ウロビリノゲンは80%は便中へ排泄され、20%は吸収され門脈から肝臓へ戻り、再び胆汁中へ排泄される(腸肝循環)。
一部は大循環へ入り尿中へ排泄される。
一方、老廃赤血球由来のヘモグロビンや細胞内ヘム蛋白の分解過程で、非抱合型ビリルビン(脂溶性)が生じ、肝へ運ばれグルクロン酸抱合を受け抱合型ビリルビン(水溶性)となる。
抱合型ビリルビンは胆汁中へ排泄されるが、血中に抱合型ビリルビンが増加する肝胆道系の病気では一部が尿中へ排泄される。
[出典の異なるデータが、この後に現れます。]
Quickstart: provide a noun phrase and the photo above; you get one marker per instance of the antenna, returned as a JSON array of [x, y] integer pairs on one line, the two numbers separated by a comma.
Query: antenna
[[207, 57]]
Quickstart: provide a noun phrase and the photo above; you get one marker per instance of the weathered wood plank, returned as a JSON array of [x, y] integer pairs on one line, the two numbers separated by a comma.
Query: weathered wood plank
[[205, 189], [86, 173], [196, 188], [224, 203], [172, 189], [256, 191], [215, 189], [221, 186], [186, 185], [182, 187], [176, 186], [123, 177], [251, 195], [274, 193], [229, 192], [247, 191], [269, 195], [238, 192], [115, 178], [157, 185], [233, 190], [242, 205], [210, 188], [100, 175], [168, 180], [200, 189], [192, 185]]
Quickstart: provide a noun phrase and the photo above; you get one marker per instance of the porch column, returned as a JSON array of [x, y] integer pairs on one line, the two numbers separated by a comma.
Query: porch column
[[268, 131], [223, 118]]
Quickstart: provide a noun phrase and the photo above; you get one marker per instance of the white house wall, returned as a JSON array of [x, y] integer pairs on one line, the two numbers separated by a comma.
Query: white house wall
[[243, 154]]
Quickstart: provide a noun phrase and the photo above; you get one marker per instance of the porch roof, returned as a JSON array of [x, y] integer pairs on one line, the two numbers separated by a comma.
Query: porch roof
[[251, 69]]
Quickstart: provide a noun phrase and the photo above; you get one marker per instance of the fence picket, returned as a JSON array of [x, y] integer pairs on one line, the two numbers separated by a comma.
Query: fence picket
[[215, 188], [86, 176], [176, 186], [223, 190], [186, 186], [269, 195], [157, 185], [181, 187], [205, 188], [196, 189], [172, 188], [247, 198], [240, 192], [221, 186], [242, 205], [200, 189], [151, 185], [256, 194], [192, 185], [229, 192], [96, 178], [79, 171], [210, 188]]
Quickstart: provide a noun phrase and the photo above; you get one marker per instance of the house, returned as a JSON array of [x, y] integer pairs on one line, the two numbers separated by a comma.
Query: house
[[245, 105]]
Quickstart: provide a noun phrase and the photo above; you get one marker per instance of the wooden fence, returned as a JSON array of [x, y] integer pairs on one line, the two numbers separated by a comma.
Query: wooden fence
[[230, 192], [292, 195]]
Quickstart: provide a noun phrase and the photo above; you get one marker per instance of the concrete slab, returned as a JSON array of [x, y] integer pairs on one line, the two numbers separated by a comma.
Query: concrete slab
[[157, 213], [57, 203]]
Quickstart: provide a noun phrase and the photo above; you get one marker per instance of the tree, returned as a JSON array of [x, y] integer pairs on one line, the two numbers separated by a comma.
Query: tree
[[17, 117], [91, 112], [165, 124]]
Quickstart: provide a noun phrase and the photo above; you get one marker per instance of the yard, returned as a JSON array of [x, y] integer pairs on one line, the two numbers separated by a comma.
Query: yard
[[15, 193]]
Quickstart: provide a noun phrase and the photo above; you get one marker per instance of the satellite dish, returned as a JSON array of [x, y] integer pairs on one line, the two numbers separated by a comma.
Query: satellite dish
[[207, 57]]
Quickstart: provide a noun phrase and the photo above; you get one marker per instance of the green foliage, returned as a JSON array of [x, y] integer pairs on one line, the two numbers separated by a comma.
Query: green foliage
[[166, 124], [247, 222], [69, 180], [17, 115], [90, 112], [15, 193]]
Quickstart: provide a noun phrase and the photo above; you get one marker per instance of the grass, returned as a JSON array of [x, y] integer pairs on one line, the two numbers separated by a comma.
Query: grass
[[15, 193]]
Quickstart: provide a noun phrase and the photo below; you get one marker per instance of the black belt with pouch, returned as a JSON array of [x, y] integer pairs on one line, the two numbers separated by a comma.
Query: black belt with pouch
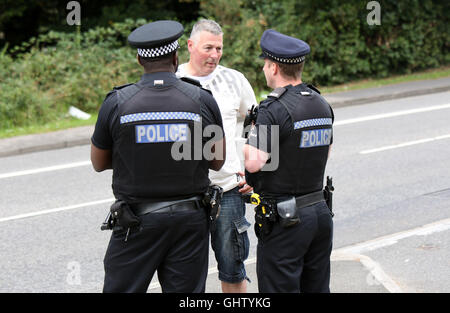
[[182, 205], [288, 209]]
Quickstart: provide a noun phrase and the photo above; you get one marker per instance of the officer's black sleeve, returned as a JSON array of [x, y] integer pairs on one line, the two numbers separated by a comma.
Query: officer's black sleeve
[[103, 137], [272, 121], [210, 111]]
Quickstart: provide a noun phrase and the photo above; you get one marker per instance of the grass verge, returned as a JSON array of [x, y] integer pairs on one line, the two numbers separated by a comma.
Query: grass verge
[[366, 83]]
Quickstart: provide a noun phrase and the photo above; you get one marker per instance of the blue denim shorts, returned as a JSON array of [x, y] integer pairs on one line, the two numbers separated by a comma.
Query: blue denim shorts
[[229, 239]]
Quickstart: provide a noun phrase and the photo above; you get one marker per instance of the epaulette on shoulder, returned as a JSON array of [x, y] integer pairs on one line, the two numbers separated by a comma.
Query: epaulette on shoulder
[[277, 92], [122, 86], [313, 88], [191, 81]]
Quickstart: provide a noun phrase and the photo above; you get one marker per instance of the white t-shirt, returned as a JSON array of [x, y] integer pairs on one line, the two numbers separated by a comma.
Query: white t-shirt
[[235, 96]]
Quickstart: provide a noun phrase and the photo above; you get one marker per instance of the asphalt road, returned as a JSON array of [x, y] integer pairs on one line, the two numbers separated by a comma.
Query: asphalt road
[[389, 164]]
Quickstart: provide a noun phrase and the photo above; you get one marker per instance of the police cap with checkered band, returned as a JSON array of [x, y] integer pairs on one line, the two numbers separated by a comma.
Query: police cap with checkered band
[[156, 39], [282, 48]]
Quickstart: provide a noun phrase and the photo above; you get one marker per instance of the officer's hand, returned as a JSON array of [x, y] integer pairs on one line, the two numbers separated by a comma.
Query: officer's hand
[[245, 188]]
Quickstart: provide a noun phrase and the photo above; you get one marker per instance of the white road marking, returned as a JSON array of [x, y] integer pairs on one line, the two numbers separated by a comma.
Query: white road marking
[[45, 169], [405, 144], [353, 253], [373, 267], [391, 114], [337, 123], [388, 240], [66, 208]]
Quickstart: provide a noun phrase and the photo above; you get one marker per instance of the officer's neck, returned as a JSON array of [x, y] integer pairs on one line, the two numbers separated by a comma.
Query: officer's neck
[[281, 82]]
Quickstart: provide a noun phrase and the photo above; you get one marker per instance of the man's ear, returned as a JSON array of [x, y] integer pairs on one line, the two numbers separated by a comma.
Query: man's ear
[[138, 57], [190, 45], [275, 68], [175, 61]]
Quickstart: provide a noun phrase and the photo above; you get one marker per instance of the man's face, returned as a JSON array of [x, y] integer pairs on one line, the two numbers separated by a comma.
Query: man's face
[[205, 52], [268, 72]]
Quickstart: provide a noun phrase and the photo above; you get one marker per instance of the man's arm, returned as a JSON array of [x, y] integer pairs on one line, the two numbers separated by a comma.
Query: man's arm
[[255, 159], [101, 159], [220, 147]]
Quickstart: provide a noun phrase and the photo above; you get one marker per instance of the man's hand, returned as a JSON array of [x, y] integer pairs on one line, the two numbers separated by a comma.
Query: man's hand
[[245, 188]]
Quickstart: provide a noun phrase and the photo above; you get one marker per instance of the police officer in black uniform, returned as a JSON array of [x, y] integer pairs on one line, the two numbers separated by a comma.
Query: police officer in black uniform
[[145, 133], [294, 130]]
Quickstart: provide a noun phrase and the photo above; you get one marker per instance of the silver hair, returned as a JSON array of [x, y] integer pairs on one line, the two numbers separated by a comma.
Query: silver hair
[[206, 25]]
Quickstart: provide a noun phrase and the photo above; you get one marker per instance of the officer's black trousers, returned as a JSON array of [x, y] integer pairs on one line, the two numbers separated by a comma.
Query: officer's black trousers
[[297, 259], [174, 244]]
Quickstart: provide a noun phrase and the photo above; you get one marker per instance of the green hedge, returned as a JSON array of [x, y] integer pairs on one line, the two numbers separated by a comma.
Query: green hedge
[[56, 70], [413, 35]]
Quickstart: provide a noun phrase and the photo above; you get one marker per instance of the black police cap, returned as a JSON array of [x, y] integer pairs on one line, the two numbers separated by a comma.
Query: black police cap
[[283, 48], [156, 38]]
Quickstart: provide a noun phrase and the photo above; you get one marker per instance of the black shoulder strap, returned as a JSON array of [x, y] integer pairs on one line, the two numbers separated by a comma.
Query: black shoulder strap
[[189, 89], [191, 81], [277, 92], [313, 88]]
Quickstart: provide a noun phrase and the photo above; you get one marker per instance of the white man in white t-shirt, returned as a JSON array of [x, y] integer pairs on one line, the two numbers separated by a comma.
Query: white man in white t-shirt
[[235, 96]]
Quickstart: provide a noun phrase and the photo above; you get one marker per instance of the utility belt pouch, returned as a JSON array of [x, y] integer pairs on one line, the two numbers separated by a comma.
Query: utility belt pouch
[[212, 201], [265, 217], [288, 213], [123, 216]]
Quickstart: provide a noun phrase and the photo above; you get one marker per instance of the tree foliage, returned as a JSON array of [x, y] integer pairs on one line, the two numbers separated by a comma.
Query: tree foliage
[[58, 66]]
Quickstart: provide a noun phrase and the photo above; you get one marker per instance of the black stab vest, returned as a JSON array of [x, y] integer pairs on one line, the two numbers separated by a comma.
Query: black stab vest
[[151, 118], [303, 154]]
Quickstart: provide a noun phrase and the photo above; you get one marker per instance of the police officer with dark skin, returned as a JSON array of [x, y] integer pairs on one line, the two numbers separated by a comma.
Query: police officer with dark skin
[[294, 122], [137, 132]]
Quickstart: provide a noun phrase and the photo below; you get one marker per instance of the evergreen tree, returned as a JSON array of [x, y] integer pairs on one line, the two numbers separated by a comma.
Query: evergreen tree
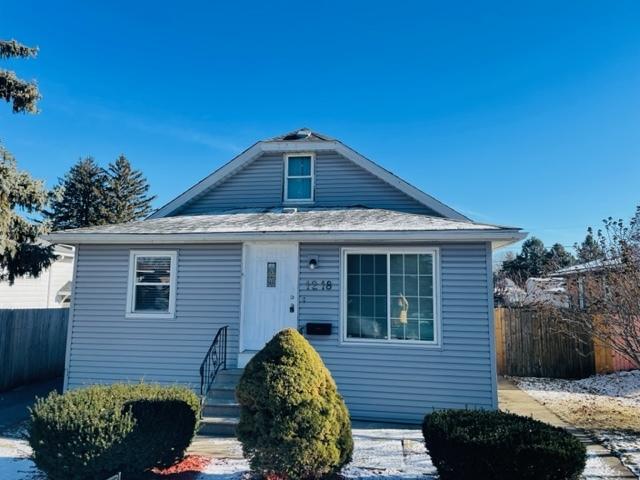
[[589, 250], [530, 262], [21, 94], [558, 257], [127, 189], [81, 198], [19, 253]]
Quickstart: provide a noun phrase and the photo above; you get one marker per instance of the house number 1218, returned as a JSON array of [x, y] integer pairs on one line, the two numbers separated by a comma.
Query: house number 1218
[[316, 285]]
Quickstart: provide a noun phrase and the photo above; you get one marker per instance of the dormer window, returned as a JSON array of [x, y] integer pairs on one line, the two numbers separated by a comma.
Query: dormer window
[[298, 177]]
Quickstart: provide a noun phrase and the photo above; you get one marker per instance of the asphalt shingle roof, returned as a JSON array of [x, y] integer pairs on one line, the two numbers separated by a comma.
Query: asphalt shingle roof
[[292, 220]]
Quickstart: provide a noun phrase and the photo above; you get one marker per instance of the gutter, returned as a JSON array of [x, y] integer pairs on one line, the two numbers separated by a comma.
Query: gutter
[[499, 238]]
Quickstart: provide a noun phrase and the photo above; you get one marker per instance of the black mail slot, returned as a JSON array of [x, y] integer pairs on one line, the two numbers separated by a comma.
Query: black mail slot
[[317, 328]]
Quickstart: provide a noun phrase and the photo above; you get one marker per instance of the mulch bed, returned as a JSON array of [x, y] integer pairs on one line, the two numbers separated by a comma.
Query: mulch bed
[[187, 469]]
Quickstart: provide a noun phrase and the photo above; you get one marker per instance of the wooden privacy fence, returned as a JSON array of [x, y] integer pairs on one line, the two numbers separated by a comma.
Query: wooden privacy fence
[[526, 346], [32, 345]]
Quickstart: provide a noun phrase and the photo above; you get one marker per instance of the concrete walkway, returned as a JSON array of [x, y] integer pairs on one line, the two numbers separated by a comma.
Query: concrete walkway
[[14, 403], [514, 400]]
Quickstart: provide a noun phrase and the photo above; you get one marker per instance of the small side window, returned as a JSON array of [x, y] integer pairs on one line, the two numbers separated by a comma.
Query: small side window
[[151, 284], [299, 178]]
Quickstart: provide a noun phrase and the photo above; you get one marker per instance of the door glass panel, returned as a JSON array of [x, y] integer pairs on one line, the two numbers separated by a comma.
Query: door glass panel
[[271, 274]]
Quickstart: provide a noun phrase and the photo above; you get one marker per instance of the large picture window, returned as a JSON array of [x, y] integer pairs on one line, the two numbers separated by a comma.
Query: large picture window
[[391, 296], [298, 178], [152, 284]]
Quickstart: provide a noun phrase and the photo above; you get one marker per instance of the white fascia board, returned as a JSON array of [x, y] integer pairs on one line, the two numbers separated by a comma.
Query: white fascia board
[[504, 237], [261, 147]]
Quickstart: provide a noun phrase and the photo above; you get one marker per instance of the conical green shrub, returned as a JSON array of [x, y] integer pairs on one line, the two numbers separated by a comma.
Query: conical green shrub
[[293, 422]]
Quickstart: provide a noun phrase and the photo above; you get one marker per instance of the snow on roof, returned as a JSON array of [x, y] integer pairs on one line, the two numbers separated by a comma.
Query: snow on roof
[[593, 265], [289, 220], [301, 135]]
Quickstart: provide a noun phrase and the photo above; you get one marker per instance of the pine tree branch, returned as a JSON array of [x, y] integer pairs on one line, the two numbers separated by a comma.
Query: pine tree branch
[[14, 49], [23, 95]]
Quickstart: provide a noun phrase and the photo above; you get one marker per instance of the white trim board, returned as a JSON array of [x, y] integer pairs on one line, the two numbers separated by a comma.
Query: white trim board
[[436, 343], [257, 149], [312, 175], [173, 272]]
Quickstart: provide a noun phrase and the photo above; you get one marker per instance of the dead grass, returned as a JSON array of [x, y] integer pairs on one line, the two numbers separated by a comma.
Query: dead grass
[[595, 412]]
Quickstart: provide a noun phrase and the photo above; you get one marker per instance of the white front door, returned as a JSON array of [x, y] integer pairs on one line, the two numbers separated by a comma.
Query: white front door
[[269, 294]]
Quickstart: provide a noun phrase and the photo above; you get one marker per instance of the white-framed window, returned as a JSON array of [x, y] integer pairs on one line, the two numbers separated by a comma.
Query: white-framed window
[[391, 295], [299, 179], [152, 284]]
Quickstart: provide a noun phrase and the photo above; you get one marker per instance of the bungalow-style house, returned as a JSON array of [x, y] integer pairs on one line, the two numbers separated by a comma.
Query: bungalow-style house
[[392, 287]]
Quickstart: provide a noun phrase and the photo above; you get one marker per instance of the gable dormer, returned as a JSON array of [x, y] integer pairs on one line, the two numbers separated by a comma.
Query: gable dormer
[[302, 169]]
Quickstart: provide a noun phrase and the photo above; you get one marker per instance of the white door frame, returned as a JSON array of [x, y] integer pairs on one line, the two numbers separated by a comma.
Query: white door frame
[[243, 357]]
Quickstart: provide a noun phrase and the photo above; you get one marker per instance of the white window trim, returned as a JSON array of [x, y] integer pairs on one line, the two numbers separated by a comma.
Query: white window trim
[[130, 313], [437, 314], [287, 177]]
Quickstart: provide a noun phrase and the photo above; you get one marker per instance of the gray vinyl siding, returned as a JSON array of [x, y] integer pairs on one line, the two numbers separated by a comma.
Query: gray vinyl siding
[[402, 382], [379, 382], [339, 182], [106, 347]]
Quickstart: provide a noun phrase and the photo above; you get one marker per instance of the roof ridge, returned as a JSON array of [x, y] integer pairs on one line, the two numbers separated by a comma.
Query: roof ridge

非抱合型ビリルビンは血中アルブミンと結合し腎糸球体を通過しない。
すなわち尿中に姿をあらわさない。
★尿中ウロビリノゲンが増加するのは、
1.肝からウロビリノゲンの胆汁排泄が障害され、
大循環に入るウロビリノゲンが増加する時
(急性肝炎、肝硬変、うっ血肝など)。
2.腸管内容の停滞のためウロビリノゲンの腸からの吸収が増加する時
(便秘、腸閉塞)。
3.ビリルビン産生の増加する場合
(溶血性貧血、体内での出血など)
4.尿中ビリルビンの排泄が増えるのは、
肝障害で抱合型ビリルビンが増加する病態
(急性肝炎、劇症肝炎、肝硬変、肝内胆汁うっ滞、
Dubin-Johnson症候群)
尿ウロビリノゲンと尿ビリルビンを組み合わせることにより、
黄疸の鑑別をする。
・尿中ウロビリノゲン (2+以上)尿ビリルビン(+)
肝細胞障害、抱合型ビリルビンの排泄障害(肝炎、肝硬変、
Dubin-Johnson症候群など)。
・尿中ウロビリノゲン(-) 尿ビリルビン(+)
胆汁通過障害(閉塞性黄疸など)。
・尿ウロビリノゲン(2+以上) 尿ビリルビン(-)
非抱合型ビリルビン産生亢進(溶血性貧血)。
・尿ウロビリノゲン(-) 尿ビリルビン(-)
非抱合型ビリルビンの血中増加(Gilbert症候群、
Grigler-Najjar症候群)、
δ-ビリルビン(抱合型ビリルビンとアルブミンの結合)の血中増加
(急性肝炎の黄疸回復期)など。
ただし、これはあくまでもスクリーニング検査です。
異常が認められる場合は、医師の指示に従うことが大切です。